Viktor Andreïevitch Afanassief joua un rôle décisif en réorientant l’art ukrainien de la marionnette. Placé en 1952 à la direction du Théâtre de Marionnettes de Kharkiv, dont il fit la meilleure compagnie ukrainienne, il suscita une génération de marionnettistes professionnels qui se fit connaitre à l’extérieur : Valeri Volkhovski, Leonid Khaït, Sergueï Efremov, Viktor Chraïman, Youri Friedman et des acteurs comme Eleonora Smirnova, Charles Phoerberg, Evgueni Terletski.
Les années soixante furent marquées par un réveil des organisations professionnelles ukrainiennes. La section « Marionnettes » de la Société théâtrale à Kyiv organisa avec succès des séminaires, des conférences et des festivals. Le répertoire se tourna plus volontiers vers des auteurs ukrainiens comme Grigori Oussatch, Vladimir Orlov et Piotr Vyssotski. Les pièces d’Efim Tchepovetski (Oh là là, Mytsik !, Je suis un Poulet, tu es un Poulet !, Conte de Fées sens dessus dessous) devinrent particulièrement populaires.
Des départements Marionnettes s’ouvrirent dans les diverses écoles supérieures d’art (au théâtre de Kyiv avec Aleksander Solomarski en 1966 ; à l’Institut d’Art de Kharkiv avec Viktor Afanassiev en 1969) et leurs diplômés dirigèrent bientôt des compagnies.
Dans les décennies soixante-dix et quatre-vingt, Sergueï Efremov, Youri Sikalo (du Théâtre républicain de Marionnettes), Boris Azarov (du Théâtre de Marionnettes de Crimée basé à Simferopol), Valeri Bougayov (du Théâtre de Marionnettes de Dniepropetrovsk), Leonid Popov (du Théâtre de Marionnettes de Khmelnitskyï) étaient considérés comme l’élite de l’art ukrainien de la marionnette.
En 1975, un Théâtre national de Marionnettes fut créé à Loutsk (dans le nord-ouest) qui, dirigé par Danila Pochtarouk, devint bientôt le foyer des festivals de marionnettes ukrainiens inaugurés en 1983, et auxquels s’ajoute, depuis 1992, un festival du vertep.

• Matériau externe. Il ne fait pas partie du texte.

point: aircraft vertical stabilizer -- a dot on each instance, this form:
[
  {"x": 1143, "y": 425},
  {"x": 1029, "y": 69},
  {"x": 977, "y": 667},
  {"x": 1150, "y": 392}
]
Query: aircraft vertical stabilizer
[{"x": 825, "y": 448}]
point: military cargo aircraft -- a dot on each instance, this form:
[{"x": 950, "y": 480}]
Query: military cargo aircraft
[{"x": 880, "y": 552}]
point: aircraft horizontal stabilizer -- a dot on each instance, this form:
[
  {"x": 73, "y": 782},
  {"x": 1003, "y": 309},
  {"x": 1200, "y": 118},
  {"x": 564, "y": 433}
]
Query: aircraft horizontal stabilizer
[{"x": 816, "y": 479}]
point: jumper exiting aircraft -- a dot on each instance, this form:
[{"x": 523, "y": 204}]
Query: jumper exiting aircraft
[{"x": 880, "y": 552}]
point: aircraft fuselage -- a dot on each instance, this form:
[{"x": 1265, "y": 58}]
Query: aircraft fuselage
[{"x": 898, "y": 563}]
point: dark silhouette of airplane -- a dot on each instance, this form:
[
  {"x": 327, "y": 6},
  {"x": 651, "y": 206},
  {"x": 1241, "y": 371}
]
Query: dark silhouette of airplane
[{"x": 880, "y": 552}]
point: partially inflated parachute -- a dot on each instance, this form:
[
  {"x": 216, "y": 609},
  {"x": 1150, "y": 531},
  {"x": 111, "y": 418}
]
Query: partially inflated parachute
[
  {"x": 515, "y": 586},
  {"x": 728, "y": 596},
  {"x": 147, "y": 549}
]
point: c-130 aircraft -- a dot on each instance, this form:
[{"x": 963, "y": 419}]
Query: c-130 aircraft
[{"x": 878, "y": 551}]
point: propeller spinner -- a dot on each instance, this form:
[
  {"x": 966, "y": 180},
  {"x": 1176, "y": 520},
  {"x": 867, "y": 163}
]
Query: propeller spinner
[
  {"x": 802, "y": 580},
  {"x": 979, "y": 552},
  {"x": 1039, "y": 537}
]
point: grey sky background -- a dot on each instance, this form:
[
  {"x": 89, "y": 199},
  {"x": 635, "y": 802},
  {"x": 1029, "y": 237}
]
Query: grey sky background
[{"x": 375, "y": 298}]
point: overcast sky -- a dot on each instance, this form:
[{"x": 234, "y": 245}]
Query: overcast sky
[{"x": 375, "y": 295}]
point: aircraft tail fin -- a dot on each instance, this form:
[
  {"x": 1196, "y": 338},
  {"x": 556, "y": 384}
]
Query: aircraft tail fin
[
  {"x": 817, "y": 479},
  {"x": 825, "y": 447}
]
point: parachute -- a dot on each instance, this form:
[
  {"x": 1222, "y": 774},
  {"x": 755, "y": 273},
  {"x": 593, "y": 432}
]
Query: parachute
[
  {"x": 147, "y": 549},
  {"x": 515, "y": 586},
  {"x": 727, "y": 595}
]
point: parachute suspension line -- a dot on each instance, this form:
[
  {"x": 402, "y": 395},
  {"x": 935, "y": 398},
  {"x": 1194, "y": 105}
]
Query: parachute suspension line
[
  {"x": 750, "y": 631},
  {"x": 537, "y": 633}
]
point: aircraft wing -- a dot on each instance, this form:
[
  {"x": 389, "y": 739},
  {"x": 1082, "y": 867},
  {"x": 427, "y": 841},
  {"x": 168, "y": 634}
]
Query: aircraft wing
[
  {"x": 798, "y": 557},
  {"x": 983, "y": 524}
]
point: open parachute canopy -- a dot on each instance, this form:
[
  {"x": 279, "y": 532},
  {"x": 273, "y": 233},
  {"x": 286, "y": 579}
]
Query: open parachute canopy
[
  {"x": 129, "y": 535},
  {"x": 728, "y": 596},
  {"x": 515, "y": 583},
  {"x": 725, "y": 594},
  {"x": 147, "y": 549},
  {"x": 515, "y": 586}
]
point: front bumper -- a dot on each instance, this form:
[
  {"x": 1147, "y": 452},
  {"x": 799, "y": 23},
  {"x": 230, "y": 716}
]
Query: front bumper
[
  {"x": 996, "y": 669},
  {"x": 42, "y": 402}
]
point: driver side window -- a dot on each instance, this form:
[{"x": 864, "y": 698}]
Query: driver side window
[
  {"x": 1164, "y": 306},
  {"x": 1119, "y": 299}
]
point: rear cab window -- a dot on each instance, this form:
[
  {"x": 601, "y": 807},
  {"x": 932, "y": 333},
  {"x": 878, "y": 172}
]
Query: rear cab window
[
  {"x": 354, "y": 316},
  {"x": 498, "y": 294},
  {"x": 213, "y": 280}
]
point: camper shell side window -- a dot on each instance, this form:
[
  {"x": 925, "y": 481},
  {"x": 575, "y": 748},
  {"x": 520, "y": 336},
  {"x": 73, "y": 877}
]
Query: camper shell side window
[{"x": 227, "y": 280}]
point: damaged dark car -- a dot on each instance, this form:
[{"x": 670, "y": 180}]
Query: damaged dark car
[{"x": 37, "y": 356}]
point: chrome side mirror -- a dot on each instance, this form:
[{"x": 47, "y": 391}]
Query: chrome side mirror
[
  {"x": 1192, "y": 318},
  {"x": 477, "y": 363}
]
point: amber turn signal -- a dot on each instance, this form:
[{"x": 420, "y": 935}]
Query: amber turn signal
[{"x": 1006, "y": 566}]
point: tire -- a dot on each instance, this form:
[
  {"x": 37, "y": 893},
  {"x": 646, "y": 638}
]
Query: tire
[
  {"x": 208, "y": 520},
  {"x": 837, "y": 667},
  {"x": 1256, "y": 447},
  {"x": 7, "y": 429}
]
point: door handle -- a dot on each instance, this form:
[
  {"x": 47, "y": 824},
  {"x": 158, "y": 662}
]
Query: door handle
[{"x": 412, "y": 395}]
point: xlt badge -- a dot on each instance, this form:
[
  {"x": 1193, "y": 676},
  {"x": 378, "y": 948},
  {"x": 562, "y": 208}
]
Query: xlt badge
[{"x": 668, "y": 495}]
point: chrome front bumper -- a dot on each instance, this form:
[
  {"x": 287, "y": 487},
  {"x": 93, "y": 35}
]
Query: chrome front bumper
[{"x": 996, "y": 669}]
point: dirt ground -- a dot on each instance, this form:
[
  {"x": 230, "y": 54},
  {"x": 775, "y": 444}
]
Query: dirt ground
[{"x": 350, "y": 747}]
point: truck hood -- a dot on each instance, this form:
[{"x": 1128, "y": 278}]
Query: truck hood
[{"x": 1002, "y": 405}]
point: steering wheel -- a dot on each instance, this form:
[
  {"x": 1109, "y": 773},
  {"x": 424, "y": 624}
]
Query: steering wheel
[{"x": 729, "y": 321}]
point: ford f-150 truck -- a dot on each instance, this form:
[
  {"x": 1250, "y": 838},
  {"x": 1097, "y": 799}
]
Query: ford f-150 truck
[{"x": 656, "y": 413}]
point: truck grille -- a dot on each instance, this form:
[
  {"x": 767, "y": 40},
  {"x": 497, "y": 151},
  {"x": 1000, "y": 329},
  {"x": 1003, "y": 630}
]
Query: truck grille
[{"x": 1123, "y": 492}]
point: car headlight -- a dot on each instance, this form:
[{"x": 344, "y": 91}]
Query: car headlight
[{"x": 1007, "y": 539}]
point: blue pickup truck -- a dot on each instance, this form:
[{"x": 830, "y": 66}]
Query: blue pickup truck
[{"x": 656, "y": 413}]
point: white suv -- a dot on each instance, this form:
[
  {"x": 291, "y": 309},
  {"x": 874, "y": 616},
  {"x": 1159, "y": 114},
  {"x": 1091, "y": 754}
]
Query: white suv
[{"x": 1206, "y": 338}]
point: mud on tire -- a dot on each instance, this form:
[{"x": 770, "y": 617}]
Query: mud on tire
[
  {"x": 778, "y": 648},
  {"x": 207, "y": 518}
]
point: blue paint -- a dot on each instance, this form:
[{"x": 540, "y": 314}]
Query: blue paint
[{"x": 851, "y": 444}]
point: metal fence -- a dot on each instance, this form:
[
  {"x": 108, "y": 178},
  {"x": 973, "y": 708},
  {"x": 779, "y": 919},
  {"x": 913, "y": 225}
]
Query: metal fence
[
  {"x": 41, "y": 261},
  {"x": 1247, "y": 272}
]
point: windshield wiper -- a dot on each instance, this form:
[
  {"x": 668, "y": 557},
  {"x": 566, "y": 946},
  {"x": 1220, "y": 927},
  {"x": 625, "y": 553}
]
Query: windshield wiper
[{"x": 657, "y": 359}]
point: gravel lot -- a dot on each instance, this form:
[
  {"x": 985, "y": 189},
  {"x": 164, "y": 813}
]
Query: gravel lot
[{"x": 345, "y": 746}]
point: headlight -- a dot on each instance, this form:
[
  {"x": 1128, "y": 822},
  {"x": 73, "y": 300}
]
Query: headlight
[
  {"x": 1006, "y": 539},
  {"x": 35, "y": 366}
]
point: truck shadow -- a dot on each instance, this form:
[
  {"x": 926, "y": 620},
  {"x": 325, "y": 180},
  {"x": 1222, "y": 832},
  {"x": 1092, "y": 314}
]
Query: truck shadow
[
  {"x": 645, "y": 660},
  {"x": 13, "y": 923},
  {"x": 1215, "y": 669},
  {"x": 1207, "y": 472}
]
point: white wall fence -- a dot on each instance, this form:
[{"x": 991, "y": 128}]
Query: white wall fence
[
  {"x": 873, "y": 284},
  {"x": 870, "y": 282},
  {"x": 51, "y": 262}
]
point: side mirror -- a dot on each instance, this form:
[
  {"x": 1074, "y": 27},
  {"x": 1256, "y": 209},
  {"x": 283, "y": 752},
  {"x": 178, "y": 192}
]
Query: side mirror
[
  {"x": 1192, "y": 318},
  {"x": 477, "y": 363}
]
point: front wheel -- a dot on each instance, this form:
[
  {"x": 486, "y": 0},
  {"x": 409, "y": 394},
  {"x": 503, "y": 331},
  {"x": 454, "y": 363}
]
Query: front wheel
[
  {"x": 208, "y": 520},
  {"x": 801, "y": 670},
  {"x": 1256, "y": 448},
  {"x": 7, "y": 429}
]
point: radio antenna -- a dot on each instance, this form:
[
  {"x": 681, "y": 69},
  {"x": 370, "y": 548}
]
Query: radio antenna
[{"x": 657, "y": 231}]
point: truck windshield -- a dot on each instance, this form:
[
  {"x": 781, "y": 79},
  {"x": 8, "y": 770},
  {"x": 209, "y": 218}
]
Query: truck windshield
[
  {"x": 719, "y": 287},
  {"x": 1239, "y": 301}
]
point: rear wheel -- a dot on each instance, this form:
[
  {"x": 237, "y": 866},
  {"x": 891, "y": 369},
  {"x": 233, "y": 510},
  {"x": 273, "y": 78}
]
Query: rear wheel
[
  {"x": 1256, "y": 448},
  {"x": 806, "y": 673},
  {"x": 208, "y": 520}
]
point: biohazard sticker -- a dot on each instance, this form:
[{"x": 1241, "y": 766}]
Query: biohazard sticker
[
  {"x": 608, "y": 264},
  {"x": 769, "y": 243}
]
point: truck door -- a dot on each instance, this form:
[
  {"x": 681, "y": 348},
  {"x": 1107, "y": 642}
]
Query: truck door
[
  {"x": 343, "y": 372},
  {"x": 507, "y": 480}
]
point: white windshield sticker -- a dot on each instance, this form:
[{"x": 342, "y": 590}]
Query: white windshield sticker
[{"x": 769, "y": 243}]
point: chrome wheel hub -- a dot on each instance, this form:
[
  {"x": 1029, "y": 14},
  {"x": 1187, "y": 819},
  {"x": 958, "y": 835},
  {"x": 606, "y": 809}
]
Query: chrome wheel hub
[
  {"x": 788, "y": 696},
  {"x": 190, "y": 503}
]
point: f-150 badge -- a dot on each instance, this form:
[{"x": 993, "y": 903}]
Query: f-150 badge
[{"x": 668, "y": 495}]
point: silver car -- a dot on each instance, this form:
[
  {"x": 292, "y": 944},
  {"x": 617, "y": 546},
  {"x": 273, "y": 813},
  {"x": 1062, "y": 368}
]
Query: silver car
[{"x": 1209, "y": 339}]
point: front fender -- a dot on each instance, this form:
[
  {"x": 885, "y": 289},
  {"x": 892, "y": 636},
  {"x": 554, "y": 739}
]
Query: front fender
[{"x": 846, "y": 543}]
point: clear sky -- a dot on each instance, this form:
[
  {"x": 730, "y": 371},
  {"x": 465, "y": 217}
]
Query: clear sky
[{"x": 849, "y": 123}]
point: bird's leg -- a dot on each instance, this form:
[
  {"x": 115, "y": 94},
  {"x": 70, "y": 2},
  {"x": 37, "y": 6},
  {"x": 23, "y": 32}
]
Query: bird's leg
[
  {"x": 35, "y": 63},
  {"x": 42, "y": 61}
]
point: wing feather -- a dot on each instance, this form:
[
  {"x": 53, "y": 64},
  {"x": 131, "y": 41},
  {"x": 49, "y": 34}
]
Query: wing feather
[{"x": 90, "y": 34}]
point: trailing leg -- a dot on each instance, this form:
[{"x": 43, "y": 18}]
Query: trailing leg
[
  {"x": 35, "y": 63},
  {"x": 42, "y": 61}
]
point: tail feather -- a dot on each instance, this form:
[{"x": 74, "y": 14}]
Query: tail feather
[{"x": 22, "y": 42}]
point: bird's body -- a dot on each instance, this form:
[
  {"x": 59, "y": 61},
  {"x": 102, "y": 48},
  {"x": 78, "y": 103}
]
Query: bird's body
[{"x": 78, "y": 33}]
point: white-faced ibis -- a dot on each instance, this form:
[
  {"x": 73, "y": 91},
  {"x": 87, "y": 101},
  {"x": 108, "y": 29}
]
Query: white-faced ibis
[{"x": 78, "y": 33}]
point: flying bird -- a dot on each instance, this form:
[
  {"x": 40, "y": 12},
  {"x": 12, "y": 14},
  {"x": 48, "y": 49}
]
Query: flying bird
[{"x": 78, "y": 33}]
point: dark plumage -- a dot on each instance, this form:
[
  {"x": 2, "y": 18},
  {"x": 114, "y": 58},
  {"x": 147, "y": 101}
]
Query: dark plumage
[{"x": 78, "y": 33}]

Les tendances postsoviétiques

L’effondrement de l’Union soviétique plaça le théâtre de marionnettes, en Ukraine comme dans les autres républiques, dans une situation difficile. La plupart des compagnies nationales ou communales restèrent cependant en activité, rejointes par de nombreuses troupes privées. Ainsi, le Théâtre de Marionnettes de Kyiv fut d’abord une entreprise privée, fondée par le metteur en scène, constructeur de marionnettes et scénographe Mikhaïl Yaremtchouk en 1989. Il commença par des spectacles pour enfants (Ici vivait un Vieux, Un Sac roulait, Qui peut réveiller le Soleil ?, Le petit Chaperon rouge) que leurs qualités dramatiques et techniques adressaient aussi aux adultes. Puis la compagnie passa à La Cerisaie d’Anton Tchekhov, puis à La Maison que Swift a bâtie, pièce de Grigori Gorine. Tous les spectacles de Yaremtchouk et de sa scénographe-conceptrice de marionnettes Tatiana Torbenko sont en quelque sorte une variation sur les mythes de la création, car les marionnettistes font apparaitre, à vue, tout leur univers scénique. La compagnie a parcouru l’Europe.

Bibliographie

  • Fedas, I. E. Ukrainskiy narodniy vertep (v issledovaniyakh 19-20 vekov) [Le Vertep populaire ukrainien dans la Recherche des XIXe et XXe siècles (Recherche des XIXe et XXe siècles)]. Kiev, 1987. (En russe)
  • Franko, I. “Do istorii Ukrainskogo vertepu 18 veku” [Histoire du Vertep ukrainien au XVIIIe siècle]. Zapiski Naukovogo Tovaristva [Actes de l’Association scientifique]. Vols. 71-72, 1906. (En ukrainien)
  • Goldovsky, Boris, and S. A. Smelyanskaya. Teatr kukol Ukrainiy [Le Théâtre de Marionnettes ukrainien]. San Francisco: International Press, 1988. (En russe)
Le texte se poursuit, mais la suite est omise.